[DL] CNN-Initializing Weights for the Convolutional and FC Layers

SOIT 2022. 8. 18. 14:09

DNN에서 Convolutional 및 FC Layers에 대한 가중치(Weight)가 특정 방식으로 초기화(Initializing).

ResNet 네트워크(https://github.com/pytorch/vision/blob/master/torchvision/models/resnet.py)

가중치를 초기화하기 위한 PyTorch 코드

n = m.kernel_size[0] * m.kernel_size[1] * m.out_channels
m.weight.data.normal_(0, math.sqrt(2. / n))

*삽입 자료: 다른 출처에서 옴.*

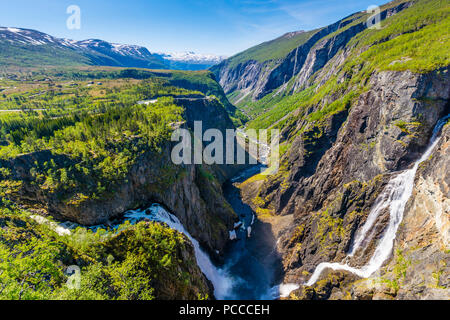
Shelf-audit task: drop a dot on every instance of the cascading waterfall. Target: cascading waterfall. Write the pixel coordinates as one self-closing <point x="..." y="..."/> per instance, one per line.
<point x="395" y="196"/>
<point x="221" y="281"/>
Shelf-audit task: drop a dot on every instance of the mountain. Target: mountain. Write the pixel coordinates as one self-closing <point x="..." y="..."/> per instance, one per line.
<point x="356" y="109"/>
<point x="191" y="60"/>
<point x="29" y="48"/>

가중치는 평균이 0인 정규 분포와 필터 커널 차원의 함수인 표준 편차를 사용하여 초기화됩니다.
이것은 네트워크 계층의 출력 분산이 사라지거나 폭발하는 것, 즉 매우 커지는 대신 합리적인 한계 내에서 경계를 유지하도록 하기 위해 수행됩니다.
이 초기화 방법은 Kaiming He et al.의 다음 논문에 자세히 설명되어 있습니다.

Section 1: Convolution을 Matrix Multiplication으로 구현

Section 2: Forward Pass (Without Bias)

Section 3: Forward Pass (With Bias)

Section 4: Other Rectifiers

tanh 및 Sigmoid 함수와 같이 일반적으로 사용되는 기타 rectifiers(정류기: 바꿔주는 장치)를 고려합니다.

Section 1: Convolution을 Matrix Multiplication으로 구현

컨볼루션과 행렬 곱셈은 다른 연산입니다. 행렬 곱셈을 사용하여 컨볼루션을 구현하는 방법은 입력 행렬(또는 커널 행렬)을 적절하게 펼치면 행렬 곱셈으로 컨볼루션을 구현할 수 있습니다.

입력 행렬을 펼치고 행렬 곱셈으로 상관 관계를 구현하는 파이썬 코드

from scipy import signal
from scipy import misc
import numpy as np
from numpy import zeros

def unfold_matrix(X, k):
    n, m = X.shape[0:2]
    xx = zeros(((n - k + 1) * (m - k + 1), k**2))
    row_num = 0
    def make_row(x):
        return x.flatten()

    for i in range(n- k+ 1):
        for j in range(m - k + 1):
            #collect block of m*m elements and convert to row
            xx[row_num,:] = make_row(X[i:i+k, j:j+k])
            row_num = row_num + 1

    return xx

w = np.array([[1, 2, 3], [4, 5, 6], [-1, -2, -3]], np.float32)
#x = np.random.randn(5,5)
x = np.array([[-0.21556299, -0.11002319, -0.3499612,   1.49290769, -0.50435978],
 [ 0.06348409,  0.66873375,  0.14251138, -1.6414004 , -0.91561852],
 [-2.52451962, -1.97544675, -0.24609529, -1.11489934, -1.44793437],
 [ 1.26260575, -0.62047366,  0.12274525,  0.25200227, -0.83925847],
 [-1.54336488, -0.05100702,  0.36608208,  0.51712927, -0.97133877],
[-1.54336488, -0.05100702, 0.36608208, 0.51712927, -0.97133877]])

n, m = x.shape[0:2]
k = w.shape[0]

y = signal.correlate2d(x, w, mode='valid')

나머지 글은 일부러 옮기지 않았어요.